De momento, estamos a mano.
Zanate
No es lo mismo un zanate mayor en mitad de la calle,
que un cervatillo, cruzando los jardines traseros
de un suburbio en los Grandes Lagos,
remojados de ese blanco que huele a tiempo felizmente habitado.
Húmedo canto de cigarras extrañas en marzo.
No son lo mismo los pies bien abiertos,
el dedo posterior anclado con toda fuerza
para sostener el tarso erguido que alza el pecho,
el mando, las alas cloacales, la rabadilla,
la corona azabache hirviendo del tal zanate,
que los patos cruzando con parsimonia
una avenida de Downtown Detroit,
madre por delante, presta a atacar fiera
a quien atente contra trece crías desplumadas,
desprevenidas,
alguna descuartizada por un automóvil eléctrico que no rugía.
Cerezas trenzadas con cabellos de acero.
Al llegar al río Saint-Claire serán menos,
valga el esfuerzo materno,
así es la vida ahí, como en todo sitio colonizado por homínidos,
dizque humanos, pan de cada día es la crueldad sin reparos:
pueden matarse sioux, chippewas, navajos,
armenios,
musulmanes,
afroamericanos,
latinos que también son norteamericanos,
antes que un dulce pato marrón de sesera verdusca,
despistado por la helada brisa del lago Michigan.
Castañas en barcos a contratiempo a tope de esclavos.
Mucho menos será lo mismo un zanate que una liebre dureriana
dejando su impronta en las primeras nevadas,
buscando la vida para el invierno de temperaturas ingratas,
vientos que congelan mentes y relaciones fraternas,
blanco níveo que hiere porque huye,
que hiere porque promete,
que hiere porque contiene todo lo que se imaginó y no llegó.

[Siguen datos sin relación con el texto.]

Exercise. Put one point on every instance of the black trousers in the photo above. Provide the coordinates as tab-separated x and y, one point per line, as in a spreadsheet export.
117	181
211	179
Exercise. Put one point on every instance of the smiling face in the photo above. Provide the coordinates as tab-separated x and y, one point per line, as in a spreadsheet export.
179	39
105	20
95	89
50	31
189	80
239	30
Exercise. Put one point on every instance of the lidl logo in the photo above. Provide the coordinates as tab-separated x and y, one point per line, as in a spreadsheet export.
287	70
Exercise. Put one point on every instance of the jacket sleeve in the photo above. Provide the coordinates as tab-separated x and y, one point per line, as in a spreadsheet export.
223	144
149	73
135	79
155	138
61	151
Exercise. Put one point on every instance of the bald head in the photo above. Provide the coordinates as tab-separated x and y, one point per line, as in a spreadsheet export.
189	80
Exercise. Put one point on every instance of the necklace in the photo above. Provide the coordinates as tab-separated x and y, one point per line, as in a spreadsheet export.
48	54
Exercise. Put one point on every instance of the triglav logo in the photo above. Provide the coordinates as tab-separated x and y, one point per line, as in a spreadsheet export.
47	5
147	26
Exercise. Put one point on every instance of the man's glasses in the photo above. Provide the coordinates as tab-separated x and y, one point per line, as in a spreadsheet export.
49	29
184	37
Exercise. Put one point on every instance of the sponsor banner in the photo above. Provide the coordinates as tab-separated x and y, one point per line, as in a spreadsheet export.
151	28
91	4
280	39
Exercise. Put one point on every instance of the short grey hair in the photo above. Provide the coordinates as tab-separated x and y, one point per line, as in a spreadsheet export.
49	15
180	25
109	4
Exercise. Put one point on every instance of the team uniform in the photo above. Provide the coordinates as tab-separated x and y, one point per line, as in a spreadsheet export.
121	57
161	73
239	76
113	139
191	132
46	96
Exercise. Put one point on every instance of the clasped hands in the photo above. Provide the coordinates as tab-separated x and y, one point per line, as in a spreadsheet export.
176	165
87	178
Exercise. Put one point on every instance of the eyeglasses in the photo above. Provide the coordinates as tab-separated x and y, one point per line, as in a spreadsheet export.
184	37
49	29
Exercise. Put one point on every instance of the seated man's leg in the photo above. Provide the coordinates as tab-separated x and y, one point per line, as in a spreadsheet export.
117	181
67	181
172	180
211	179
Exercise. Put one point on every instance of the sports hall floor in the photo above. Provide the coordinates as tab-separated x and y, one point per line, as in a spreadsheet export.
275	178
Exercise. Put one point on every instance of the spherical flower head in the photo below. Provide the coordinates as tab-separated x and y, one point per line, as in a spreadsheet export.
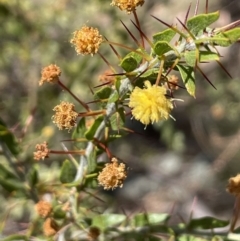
65	116
112	175
150	104
127	5
234	185
50	74
50	227
86	40
41	152
43	208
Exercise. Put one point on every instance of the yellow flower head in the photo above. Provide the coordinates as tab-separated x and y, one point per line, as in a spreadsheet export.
127	5
50	74
86	40
234	185
65	116
112	175
150	104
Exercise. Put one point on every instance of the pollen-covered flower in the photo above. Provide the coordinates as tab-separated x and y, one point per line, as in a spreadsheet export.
50	74
65	116
234	185
50	227
150	104
86	40
112	175
127	5
43	208
41	152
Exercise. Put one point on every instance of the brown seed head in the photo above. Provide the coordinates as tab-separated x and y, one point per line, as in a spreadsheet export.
50	74
112	175
43	208
127	5
41	152
50	227
65	116
86	40
234	185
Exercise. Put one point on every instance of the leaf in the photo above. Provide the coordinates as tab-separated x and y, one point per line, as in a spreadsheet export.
207	223
162	47
131	61
79	133
105	221
200	22
145	219
9	139
68	172
187	74
92	130
165	35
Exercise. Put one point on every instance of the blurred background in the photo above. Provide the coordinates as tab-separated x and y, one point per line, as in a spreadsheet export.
171	164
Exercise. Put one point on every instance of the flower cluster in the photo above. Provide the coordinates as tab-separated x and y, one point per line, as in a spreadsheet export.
112	175
41	152
150	104
127	5
65	116
86	40
50	74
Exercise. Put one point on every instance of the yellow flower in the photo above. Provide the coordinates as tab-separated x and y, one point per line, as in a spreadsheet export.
127	5
65	116
112	175
86	40
234	185
150	104
50	74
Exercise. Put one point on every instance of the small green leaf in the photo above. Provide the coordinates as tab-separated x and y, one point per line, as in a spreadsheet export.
199	22
92	130
131	61
162	47
165	35
105	221
68	172
9	139
207	223
187	74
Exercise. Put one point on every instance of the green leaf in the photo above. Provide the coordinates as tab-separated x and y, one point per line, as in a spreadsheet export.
207	223
9	139
105	221
199	22
204	56
162	47
79	133
11	185
187	74
33	177
68	172
92	130
145	219
131	61
16	237
117	120
165	35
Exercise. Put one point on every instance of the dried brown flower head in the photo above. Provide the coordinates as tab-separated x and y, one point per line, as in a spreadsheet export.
86	40
65	116
127	5
234	185
41	152
43	208
93	233
50	74
50	227
112	175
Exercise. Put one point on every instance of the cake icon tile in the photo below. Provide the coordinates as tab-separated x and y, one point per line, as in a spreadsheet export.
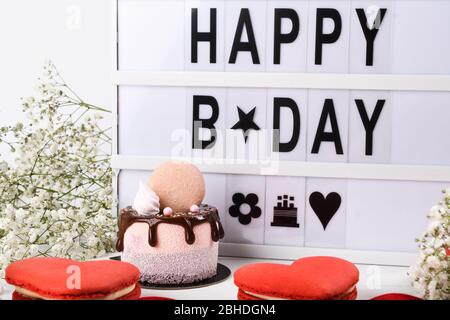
285	214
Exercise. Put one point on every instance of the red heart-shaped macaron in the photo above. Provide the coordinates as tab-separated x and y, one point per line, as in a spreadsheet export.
312	278
55	278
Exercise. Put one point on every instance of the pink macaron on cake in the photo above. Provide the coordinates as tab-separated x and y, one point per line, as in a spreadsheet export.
168	233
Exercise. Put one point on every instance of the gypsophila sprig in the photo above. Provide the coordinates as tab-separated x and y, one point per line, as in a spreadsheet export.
431	274
56	198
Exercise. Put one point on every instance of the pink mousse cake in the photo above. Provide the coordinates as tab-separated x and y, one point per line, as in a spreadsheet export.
171	249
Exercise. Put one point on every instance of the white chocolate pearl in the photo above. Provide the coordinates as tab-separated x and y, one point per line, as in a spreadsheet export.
194	208
167	211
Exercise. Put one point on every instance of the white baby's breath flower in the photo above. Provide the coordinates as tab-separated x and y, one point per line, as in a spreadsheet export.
49	203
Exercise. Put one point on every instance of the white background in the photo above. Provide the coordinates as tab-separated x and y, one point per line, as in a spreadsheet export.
75	35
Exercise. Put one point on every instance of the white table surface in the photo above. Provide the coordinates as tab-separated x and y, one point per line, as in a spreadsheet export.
374	280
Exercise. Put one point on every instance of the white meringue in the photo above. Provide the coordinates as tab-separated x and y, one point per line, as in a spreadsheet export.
146	201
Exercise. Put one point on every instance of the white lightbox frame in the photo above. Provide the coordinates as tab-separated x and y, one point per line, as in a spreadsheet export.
386	82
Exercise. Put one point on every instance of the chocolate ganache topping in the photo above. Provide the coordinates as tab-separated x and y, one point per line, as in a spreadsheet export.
188	221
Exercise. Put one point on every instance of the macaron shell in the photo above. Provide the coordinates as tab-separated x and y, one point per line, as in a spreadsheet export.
242	295
133	295
179	185
49	277
312	278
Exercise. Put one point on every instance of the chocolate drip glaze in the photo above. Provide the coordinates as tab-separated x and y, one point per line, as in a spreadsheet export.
188	221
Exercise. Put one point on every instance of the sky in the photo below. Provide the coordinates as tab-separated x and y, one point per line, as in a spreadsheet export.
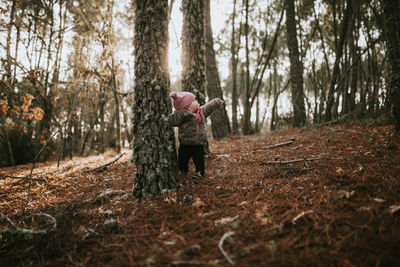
219	14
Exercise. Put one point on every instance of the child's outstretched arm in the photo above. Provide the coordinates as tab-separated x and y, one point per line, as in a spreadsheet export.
212	106
176	118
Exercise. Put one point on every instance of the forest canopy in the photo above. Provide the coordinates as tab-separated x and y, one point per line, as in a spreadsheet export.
67	69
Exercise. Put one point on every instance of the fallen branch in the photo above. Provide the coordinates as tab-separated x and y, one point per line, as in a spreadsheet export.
275	145
301	215
24	178
296	169
186	263
291	161
221	243
104	167
14	233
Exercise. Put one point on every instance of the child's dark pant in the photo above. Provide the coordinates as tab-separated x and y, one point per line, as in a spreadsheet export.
196	152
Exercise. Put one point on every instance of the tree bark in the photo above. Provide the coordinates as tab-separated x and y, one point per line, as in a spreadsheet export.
339	53
391	11
153	147
220	126
246	126
193	49
296	67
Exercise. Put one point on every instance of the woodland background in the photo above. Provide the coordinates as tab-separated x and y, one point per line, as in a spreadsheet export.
63	85
303	167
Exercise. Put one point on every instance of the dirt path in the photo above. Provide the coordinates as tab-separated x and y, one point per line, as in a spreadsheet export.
329	198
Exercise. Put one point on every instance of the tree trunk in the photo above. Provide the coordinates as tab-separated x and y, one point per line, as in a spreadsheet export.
246	127
296	67
153	147
219	120
392	22
193	49
235	126
117	119
339	52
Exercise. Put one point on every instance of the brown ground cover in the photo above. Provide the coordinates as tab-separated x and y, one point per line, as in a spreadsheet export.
329	198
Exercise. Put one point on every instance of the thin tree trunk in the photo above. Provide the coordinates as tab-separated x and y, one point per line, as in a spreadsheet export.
246	127
235	97
117	119
194	77
336	68
296	67
219	120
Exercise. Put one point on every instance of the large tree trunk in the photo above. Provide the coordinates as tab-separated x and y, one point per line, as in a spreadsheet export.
296	67
219	120
193	49
391	10
153	147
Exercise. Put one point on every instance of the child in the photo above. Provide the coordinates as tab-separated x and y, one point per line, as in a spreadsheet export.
192	132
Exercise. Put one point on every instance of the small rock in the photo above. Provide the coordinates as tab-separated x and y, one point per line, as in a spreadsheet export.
111	226
190	251
187	198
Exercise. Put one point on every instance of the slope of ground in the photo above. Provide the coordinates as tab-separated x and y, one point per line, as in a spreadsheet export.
329	197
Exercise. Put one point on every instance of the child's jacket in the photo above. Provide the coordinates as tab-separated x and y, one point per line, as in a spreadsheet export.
192	126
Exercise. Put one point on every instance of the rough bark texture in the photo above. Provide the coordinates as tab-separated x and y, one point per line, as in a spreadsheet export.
193	49
391	10
336	68
296	67
235	125
153	147
246	126
219	120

Hielo negro de noche terminante.
No, nada se comparará con el zanate
arriesgándolo todo sobre el pavimento ardiente
de un país que no es, ni será ya nunca el mismo,
separados, como si de algo valiera,
por largo óxido y millones per capita, hambre petrolera bélica
—y como sea que se traduzca el producto interno bruto en la nevera—
aquí, con la sangre coagulada,
los sesos en las banquetas,
el plomo presto, hermano del hambre y la ignorancia.
Zanate desesperado
sobre una sola pata,
en medio de la pintura blanca de un paso de cebra
buscando a su compañera,
porque hacer nido es lo único que queda.
* Poemas pertenecientes a Entera Nueva, publicado en 2024 por Elefanta Editorial.
Autor
Melisa Arzate Amaro
/ Ciudad de México, 1985. Poeta, ensayista, docente y promotora cultural. Historiadora de arte, maestra en Estudios Humanísticos y doctora en Historia del Arte. Es coautora de Arden (2022) y autora de los libros de poesía Titila sangre (2024) y Entera Nueva (2024).